もともとあまり結婚願望があるほうではなかったが、この先、一生誰もいない家に帰るのだと思うと急に怖くなった。
自粛期間が明け、初出勤の日。
配属先は既婚者のおじさんばかりだったので、職場恋愛を諦めマッチングアプリに登録した。
彼は趣味やこれまでの経歴など共通点も多く、話していて心地の良い相手という印象だった。
苦手なメッセージのやりとりを彼とは長期間続けられたので、もしかしたら…とかなり期待していた。
しかし私はひとつ危惧していることがあった。それは私の顔面である。
正直私の顔はお世辞にもかわいいとは言えない。
顔写真は登録していたが、実物を見て無理だと思われる可能性はかなり高い。
一か月近くもやりとりをしたのに、この顔面のせいで一回で終わってしまうのはもったいないな…と思いつつ待ち合わせ場所に向かった。
通話もしたことがあったので、聞き覚えのある声にドキドキしながら振り返ると、イメージしていたのとは違う人間が立っていた。
その瞬間に思い出したが、彼の登録している写真は後ろ姿ばかりで正面の顔を見たことがなかった。
実際に会うまでは身バレ防止のためだろうかとその理由をあまり深く考えたことはなかったが、そういえばこういう可能性もあるなと冷静に考えていた。
私は他人の顔に対して、美しい、かわいいなどと思うことはあるものの、その逆の感情を抱くことはほとんどなかった。
過去に好きになった人たちもイケメンというわけではなかった。(友人に写真を見せるといつも微妙な顔をされていた)

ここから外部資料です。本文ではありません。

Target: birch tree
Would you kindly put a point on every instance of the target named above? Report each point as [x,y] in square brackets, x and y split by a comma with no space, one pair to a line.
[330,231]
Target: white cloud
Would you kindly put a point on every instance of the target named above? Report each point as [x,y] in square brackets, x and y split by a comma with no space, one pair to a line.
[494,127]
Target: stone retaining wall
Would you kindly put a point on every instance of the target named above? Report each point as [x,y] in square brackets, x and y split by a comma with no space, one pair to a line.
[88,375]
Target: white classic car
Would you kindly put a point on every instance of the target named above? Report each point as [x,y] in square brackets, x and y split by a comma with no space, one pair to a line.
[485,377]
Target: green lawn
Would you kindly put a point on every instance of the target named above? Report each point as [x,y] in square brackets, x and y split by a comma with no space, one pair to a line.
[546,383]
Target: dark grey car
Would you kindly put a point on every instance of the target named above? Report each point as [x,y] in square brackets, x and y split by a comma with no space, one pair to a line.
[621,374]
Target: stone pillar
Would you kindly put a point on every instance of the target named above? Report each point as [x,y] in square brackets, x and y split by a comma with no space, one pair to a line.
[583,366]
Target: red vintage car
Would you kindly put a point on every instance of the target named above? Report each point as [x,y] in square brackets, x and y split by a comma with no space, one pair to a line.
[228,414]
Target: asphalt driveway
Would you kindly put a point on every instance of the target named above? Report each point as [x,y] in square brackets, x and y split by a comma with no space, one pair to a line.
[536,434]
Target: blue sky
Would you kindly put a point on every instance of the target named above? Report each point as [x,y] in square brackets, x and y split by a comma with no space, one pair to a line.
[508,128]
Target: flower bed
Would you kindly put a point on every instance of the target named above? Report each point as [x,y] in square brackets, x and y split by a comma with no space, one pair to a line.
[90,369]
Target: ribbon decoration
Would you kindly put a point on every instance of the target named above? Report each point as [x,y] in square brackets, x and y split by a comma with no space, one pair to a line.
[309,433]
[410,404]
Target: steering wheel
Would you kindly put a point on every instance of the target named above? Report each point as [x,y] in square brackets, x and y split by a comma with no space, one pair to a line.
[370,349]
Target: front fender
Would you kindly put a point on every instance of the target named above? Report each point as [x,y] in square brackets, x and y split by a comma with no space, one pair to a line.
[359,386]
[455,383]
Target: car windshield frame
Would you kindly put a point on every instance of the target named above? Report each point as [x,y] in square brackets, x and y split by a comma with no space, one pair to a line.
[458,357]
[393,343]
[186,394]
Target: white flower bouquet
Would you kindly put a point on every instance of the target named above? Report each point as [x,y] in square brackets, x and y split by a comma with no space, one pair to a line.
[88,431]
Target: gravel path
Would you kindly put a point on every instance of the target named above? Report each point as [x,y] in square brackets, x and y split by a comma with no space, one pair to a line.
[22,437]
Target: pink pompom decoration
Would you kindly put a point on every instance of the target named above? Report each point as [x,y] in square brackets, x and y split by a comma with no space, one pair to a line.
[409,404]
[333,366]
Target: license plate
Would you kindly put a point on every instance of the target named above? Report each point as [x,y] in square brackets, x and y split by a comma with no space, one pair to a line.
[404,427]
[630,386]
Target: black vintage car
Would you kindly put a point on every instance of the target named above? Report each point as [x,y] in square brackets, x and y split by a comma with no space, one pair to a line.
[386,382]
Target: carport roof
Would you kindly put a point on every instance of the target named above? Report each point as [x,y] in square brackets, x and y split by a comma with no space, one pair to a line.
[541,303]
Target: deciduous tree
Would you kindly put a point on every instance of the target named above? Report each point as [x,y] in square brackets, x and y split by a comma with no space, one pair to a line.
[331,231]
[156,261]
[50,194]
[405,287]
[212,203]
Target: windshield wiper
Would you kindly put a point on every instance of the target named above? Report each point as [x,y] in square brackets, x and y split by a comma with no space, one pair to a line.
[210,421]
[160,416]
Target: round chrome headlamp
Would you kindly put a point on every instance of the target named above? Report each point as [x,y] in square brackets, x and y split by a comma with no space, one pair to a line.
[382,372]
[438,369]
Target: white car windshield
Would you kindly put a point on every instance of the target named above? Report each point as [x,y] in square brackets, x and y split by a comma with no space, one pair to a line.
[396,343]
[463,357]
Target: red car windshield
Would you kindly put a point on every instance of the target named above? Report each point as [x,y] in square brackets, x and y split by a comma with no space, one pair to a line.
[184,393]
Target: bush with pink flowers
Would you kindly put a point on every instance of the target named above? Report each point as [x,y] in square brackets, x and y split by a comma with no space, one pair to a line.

相手を好きになると顔まで好きになってくるタイプなので、好みの顔も特になかった。
そんな私が、初対面で顔を見て無理だと思ってしまったのがかなりショックだった。
会う前まで想像していたのとまったく逆の立場になるとは思わなかった。
顔ではなく中身を見られる人間だと思い込んでいた自分が恥ずかしかった。
自分の顔を相手にどう思われても諦めがつくが、自分が他人に対してそんな風に思うのは受け入れられなかった。
これ以上自分の嫌いな面を見たくなくて、その日は彼の顔をほとんど見ないようにして過ごした。彼には本当に失礼なことをしてしまった。
今もやりとりは続いているが、正直もう会いたくないのでフェードアウトしようと思っている。
会う前に期待しすぎたのかもしれない。
普通に職場で出会っていたら、友人関係から恋愛関係に発展することもあったかもしれない。
しかし、マッチングアプリきっかけとなると、初対面から恋人候補として相手を見てしまう。
これまでの私は、他人を恋人候補として見たことがなかったのだと気が付いた。
だからこそ、中身を知ったうえで外見も含めて相手のことを好きになっていくような恋愛ができたのだろう。
彼には申し訳ないが、今回でいろいろ学ぶことができた。
今後は顔写真がない人とは会わないようにする。